Is it safe to say that, even in this circumstance, FDA helps rather than harms patients? NYUSOM’s answer is a resounding “yes.” The working group notes FDA’s objectivity, expertise, and knowledge of the drugs in development can help patients determine their best options. The agency’s ability to require changes to treatment plans can also help physicians design plans that help, rather than harm patients. RTT, on the other hand, could place drugs with little safety or efficacy information in the hands of physicians who are unfamiliar with them.
What Can Legislators Do?
Key question number two asks how legislators can help patients in need of new treatments. To answer this question, the working group breaks its recommendations into three distinct areas. The first is strengthening FDA’s expanded access program. Although the program is working, the group feels it can be improved. Recommendations include preserving FDA’s role in reviewing expanded access proposals, strengthening the agency’s ability to require physicians to report adverse events related to expanded access, allowing physicians to report additional data (such as outcomes), and using PDUFA (Prescription Drug User Fee Act) to require FDA to develop and implement an outreach plan to stakeholders and better educate healthcare professionals and researchers on expanded use. Additionally, the working group would like to empower FDA’s Office of Health and Constituent Affairs and the Division of Drug Information to better help physicians and patients with the expanded use process.
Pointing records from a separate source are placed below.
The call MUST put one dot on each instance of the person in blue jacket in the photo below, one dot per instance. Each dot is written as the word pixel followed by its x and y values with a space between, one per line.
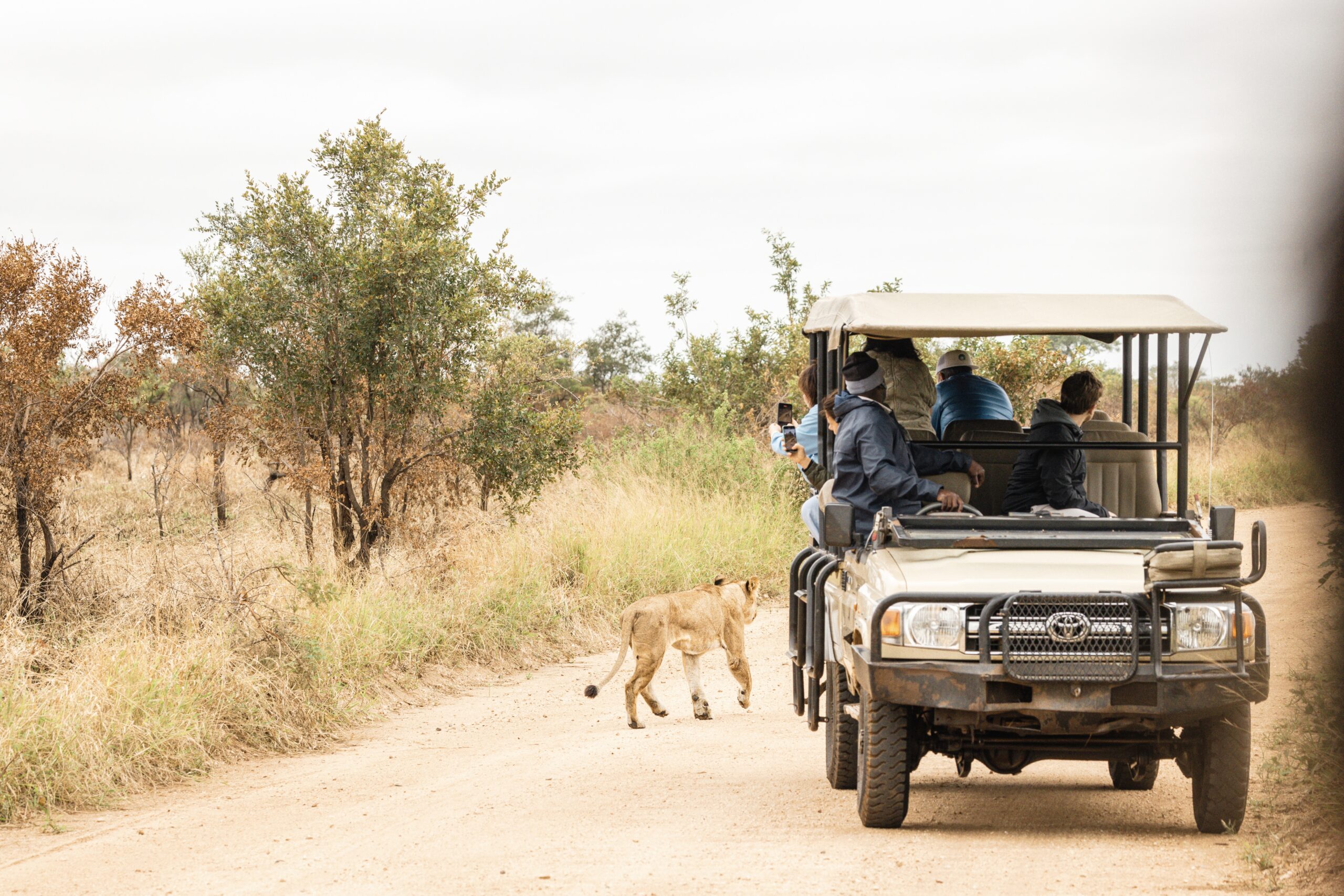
pixel 807 428
pixel 963 395
pixel 875 462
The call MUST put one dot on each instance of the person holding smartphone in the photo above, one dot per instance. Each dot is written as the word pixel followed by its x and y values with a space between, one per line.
pixel 815 472
pixel 804 430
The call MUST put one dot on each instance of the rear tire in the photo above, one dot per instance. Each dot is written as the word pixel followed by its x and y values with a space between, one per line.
pixel 842 734
pixel 1135 774
pixel 884 782
pixel 1222 770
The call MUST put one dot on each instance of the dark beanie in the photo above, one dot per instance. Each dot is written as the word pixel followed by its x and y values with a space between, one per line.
pixel 860 368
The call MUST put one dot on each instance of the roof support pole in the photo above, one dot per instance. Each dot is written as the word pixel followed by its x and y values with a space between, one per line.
pixel 819 349
pixel 1183 425
pixel 1162 416
pixel 834 379
pixel 1143 383
pixel 1127 413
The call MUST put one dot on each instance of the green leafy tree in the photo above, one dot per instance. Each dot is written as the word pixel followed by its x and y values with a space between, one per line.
pixel 615 350
pixel 519 440
pixel 361 309
pixel 736 378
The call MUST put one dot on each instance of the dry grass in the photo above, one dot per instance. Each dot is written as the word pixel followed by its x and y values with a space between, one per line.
pixel 1251 469
pixel 162 656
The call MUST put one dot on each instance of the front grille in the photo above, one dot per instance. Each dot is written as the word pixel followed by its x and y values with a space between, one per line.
pixel 1070 637
pixel 1146 632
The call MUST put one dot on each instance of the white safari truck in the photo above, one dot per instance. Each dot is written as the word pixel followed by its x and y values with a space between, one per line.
pixel 1010 638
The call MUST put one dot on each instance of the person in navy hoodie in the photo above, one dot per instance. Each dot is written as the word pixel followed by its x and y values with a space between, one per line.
pixel 875 462
pixel 965 395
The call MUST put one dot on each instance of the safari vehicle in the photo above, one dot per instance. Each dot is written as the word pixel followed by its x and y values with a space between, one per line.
pixel 1010 638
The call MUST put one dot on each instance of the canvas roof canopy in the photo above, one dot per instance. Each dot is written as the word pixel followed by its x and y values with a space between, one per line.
pixel 953 315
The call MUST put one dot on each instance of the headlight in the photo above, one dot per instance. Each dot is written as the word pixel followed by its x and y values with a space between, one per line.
pixel 1201 628
pixel 933 625
pixel 1209 626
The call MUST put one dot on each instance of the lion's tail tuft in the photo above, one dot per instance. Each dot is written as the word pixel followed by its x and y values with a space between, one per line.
pixel 627 624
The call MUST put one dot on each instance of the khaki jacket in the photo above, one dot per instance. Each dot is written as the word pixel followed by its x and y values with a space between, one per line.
pixel 910 390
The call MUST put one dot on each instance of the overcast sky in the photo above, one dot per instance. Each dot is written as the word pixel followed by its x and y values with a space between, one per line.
pixel 1184 148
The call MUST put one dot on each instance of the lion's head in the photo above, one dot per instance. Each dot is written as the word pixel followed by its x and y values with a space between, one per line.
pixel 747 592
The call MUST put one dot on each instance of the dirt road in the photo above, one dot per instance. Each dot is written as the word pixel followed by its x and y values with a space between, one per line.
pixel 530 787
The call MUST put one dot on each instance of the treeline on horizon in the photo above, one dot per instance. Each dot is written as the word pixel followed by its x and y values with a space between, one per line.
pixel 343 330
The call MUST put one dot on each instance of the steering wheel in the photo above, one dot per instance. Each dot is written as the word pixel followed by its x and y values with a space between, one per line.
pixel 937 508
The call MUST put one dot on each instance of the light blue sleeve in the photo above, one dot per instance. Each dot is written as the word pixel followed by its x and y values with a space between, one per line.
pixel 1006 400
pixel 807 433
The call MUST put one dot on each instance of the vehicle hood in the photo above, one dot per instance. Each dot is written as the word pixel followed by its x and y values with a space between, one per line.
pixel 968 571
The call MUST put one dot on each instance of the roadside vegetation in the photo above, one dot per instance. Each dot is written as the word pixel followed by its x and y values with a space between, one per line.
pixel 355 449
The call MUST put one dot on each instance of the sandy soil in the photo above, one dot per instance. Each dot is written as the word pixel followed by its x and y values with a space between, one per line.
pixel 530 787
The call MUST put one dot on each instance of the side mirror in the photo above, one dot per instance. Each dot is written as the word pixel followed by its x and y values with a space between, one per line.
pixel 1222 523
pixel 838 525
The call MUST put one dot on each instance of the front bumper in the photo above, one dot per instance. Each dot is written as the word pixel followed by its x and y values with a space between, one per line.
pixel 1180 695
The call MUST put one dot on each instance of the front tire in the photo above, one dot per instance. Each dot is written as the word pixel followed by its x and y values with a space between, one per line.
pixel 842 734
pixel 884 781
pixel 1135 774
pixel 1222 770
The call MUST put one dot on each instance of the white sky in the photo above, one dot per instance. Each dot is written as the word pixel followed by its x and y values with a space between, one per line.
pixel 1172 147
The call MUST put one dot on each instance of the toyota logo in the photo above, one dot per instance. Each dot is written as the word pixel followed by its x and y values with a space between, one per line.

The second area for improvement would be a clarification of authority over experimental drugs. The 34 state RTT laws have unintentionally created confusion for healthcare professionals and organizations over whether to follow state or federal rules governing access to experimental drugs. By precedent, FDA has authority over non-approved drugs, and the group would like for congress to clarify that position.
Third, the working group would like to see congress explore, with the pharma and biotech industries, ways to make expanded access a more appealing prospect to companies. Currently, companies may worry that concerns from the FDA or Wall Street over providing experimental drugs for expanded access could threaten drug development timelines. Legislators must work with industry to mitigate these risks for drug companies.
There is also a financial concern, particularly for the smaller companies. They may have neither the financial nor human resources to create a sufficient supply of the drug or handle the requirements of an expanded access program. Legislators should also work with these companies to make the programs financially feasible.
Legislators could also make the expanded access program more appealing by alleviating concerns over potential liability issues. The working group suggests legislators consider immunity for companies only when three conditions are met. Those three conditions are:
- The FDA expanded access pathway is used.
- Sellers and prescribers act with the belief that a treatment is in the best interest of the patient.
- The patient or a legal representative provides informed consent.
Finally, the group recommends legislators commission an expert group to explore whether IRB (institutional review board) oversight is needed in single-patient expanded access protocols in which the patient has no other treatment options.
The best situation for patients would be one where awareness of, access to, and equity in clinical trials is a priority for both companies and regulators. That is the safest, most valuable, and most common manner for patients to get access to an experimental drug, and, according to the working group, is the best area for legislators to place their efforts.